KC Royals: Short season ups ante for Danny Duffy
The KC Royals are headed for a short season. Fewer games means added pressure on a veteran member of the club’s starting rotation.
Back in mid-December, I wrote that 2020 would be the most important season of KC Royals pitcher Danny Duffy‘s career. But that was before COVID-19 established its place in our daily vocabulary, attained infamy, and unfortunately muscled its way into the very fabric of our world.
Now, precisely two months after the pandemic short-circuited spring training and brought baseball to a stunningly sudden stop, the game faces the certainty of a shortened season–Major League Baseball is reportedly set to propose to its players, as early as today, a July startup of a 2020 season cut by approximately half. A campaign slashed so much doesn’t diminish its importance for Duffy. It increases it.
The premise of my December Duffy story was that 2020, the next-to-last season of his monster five-year $65 million contract, is a “must” year for him. Duffy’s well-known love for Kansas City, and his famously expressed desire to be buried a Royal, reflect an unabashed wish to extend his tenure with the club past 2021. But a stellar 2020, I suggested, is a prerequisite to prolonging his KC career.

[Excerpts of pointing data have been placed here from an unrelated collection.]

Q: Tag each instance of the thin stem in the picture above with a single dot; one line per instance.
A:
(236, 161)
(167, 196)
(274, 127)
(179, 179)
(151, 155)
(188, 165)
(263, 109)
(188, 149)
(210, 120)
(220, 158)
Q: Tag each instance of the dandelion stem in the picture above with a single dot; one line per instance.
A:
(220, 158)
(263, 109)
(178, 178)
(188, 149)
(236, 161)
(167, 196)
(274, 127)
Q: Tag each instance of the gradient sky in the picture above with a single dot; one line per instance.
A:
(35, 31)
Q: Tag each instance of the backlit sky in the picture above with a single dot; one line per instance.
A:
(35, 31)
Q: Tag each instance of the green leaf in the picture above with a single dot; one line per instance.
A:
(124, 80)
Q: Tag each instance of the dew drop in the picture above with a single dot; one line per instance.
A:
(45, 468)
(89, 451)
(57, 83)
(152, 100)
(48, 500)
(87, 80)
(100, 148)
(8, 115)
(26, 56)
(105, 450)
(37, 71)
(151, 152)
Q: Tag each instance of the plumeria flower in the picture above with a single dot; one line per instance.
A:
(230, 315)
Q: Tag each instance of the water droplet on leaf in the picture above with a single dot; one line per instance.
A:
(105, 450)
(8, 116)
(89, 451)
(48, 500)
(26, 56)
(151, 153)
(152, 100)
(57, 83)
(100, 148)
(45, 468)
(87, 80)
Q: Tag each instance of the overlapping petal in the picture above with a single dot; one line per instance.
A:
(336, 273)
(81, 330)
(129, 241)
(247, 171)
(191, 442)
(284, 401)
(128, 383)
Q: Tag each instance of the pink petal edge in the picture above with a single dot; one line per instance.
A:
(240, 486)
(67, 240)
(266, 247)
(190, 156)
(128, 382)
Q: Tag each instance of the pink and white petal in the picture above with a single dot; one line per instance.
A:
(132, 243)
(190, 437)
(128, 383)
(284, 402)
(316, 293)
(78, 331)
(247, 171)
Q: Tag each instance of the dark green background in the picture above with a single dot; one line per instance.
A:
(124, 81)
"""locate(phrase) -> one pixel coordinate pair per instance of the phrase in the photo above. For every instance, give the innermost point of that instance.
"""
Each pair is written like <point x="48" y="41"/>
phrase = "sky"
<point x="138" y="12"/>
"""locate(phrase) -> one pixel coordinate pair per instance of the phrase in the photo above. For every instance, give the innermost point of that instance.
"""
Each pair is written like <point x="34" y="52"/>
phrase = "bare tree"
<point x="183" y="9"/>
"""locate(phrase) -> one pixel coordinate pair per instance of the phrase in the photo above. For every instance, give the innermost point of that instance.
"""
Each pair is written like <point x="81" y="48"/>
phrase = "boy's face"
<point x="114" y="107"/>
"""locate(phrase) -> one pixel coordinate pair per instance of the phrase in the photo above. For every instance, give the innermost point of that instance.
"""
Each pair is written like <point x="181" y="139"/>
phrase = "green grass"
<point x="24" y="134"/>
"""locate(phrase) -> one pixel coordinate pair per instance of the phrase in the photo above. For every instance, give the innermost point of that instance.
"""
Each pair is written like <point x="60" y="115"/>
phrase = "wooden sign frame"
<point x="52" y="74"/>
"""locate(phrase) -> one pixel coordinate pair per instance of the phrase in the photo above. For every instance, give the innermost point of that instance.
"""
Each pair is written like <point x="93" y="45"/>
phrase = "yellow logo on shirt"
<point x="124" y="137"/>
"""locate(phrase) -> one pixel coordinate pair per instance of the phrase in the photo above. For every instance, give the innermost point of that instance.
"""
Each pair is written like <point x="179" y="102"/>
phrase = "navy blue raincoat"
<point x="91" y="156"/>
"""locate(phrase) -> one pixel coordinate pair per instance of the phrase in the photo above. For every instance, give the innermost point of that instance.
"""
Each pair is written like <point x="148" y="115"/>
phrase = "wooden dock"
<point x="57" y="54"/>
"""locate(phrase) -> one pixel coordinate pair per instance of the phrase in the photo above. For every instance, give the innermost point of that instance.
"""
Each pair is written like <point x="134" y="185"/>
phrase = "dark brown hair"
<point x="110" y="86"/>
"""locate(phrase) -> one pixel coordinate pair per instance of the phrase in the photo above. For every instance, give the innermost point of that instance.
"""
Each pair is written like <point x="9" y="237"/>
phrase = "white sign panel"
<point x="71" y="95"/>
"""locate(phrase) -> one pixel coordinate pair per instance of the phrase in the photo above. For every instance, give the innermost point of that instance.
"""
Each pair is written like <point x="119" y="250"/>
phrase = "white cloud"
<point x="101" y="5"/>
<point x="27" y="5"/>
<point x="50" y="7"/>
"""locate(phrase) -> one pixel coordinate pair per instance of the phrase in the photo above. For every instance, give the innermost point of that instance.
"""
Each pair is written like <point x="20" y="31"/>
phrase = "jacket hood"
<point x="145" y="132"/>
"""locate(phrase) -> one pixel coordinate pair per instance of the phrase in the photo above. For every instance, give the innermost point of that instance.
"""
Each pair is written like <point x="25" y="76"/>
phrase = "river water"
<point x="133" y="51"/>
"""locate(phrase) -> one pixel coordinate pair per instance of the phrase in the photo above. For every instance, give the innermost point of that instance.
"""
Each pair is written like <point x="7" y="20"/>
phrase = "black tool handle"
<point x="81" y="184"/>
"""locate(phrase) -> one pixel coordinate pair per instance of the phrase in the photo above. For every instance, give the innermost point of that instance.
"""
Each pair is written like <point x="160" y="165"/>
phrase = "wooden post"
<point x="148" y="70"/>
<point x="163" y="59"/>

This is because Duffy has, unfortunately, underperformed. He hasn’t lived up to the expectations that drove the deal. If Duffy wasn’t the staff ace before he signed his mega-deal, he attained that status by default before the ink dried on his contract; fair or not, pre-deal expectations always increase before the beneficiary of a giant contract even steps on the field. But Duffy just hasn’t been the KC Royals’ ace. (In fairness, no one really has, except Jason Vargas when he won 18 games in 2017 before departing for free agency).
Some would argue that his 24-28 record since agreeing to pitch for an average $13 million a season proves he hasn’t been worth the money the club gave him to avoid the uncertainty of an imminent arbitration and the loss of Duffy to his first shot at free agency. The counterargument is that Duffy pitched the last two seasons for bad teams, received meager run support, and flashed signs of the talent and promise lurking inside a man who bleeds as much Royal Blue as anyone else.
Those misfortunes aside, however, the fact remains Duffy, like Alex Gordon, hasn’t fulfilled his or the club’s expectations after signing what will most certainly be his biggest contract. That’s why, if he wants to remain a Royal for life, 2020 is the most important year of his career. A flock of talented pitchers are close to major league readiness, making it imperative that Duffy posts a career year to secure his KC future. If he doesn’t, he may find himself traded this winter or gone to test free agency after 2021 without even a meaningful offer from the Royals.
So it is that Duffy’s is perhaps the most urgent mission of any KC veteran. Gordon is on a one year contract and, barring a catastrophic 2020 season, will be back in 2021 if he wants to be–this franchise won’t deny one of its true faces one more season unless Gordon’s performance warrants it. Salvador Perez‘s deal expires after 2021, but the Royals will likely spend whatever it takes to keep him. Whit Merrifield is under club control through 2022 with an option for 2023.
Simply put, Duffy must perform, a task made more imperative by the short season to come. If baseball resumes, 162 games won’t be played; assuming the true number is 80, and the Royals go with a five-man rotation, Duffy’s chances to prove himself will decrease by half. If he stays healthy (a big if considering his injury history) he should get 16 starts. Each will be crucial–mathematically twice so–to Duffy’s quest to become the ace the KC Royals bargained for back in 2017.
Duffy seems capable of meeting the challenge of a short season. His talent is unquestioned. He’s entering his 10th big league season but, at 31, certainly isn’t too old to pitch well. He’s coming off a decent 2019 season in which his ERA+ and control improved markedly and he won more often than he lost (7-6). And he was excellent in his two Cactus League appearances before MLB pulled the plug on spring training–in six innings, he struck out nine, walked only one and posted a 0.833 WHIP. Small sample, yes; encouraging, definitely.
Assuming resolution of all issues, not the least of which are health and safety, allows baseball to return this year, a short KC Royals season increases the ante for Danny Duffy. He needs to be all-in. I suspect he will be.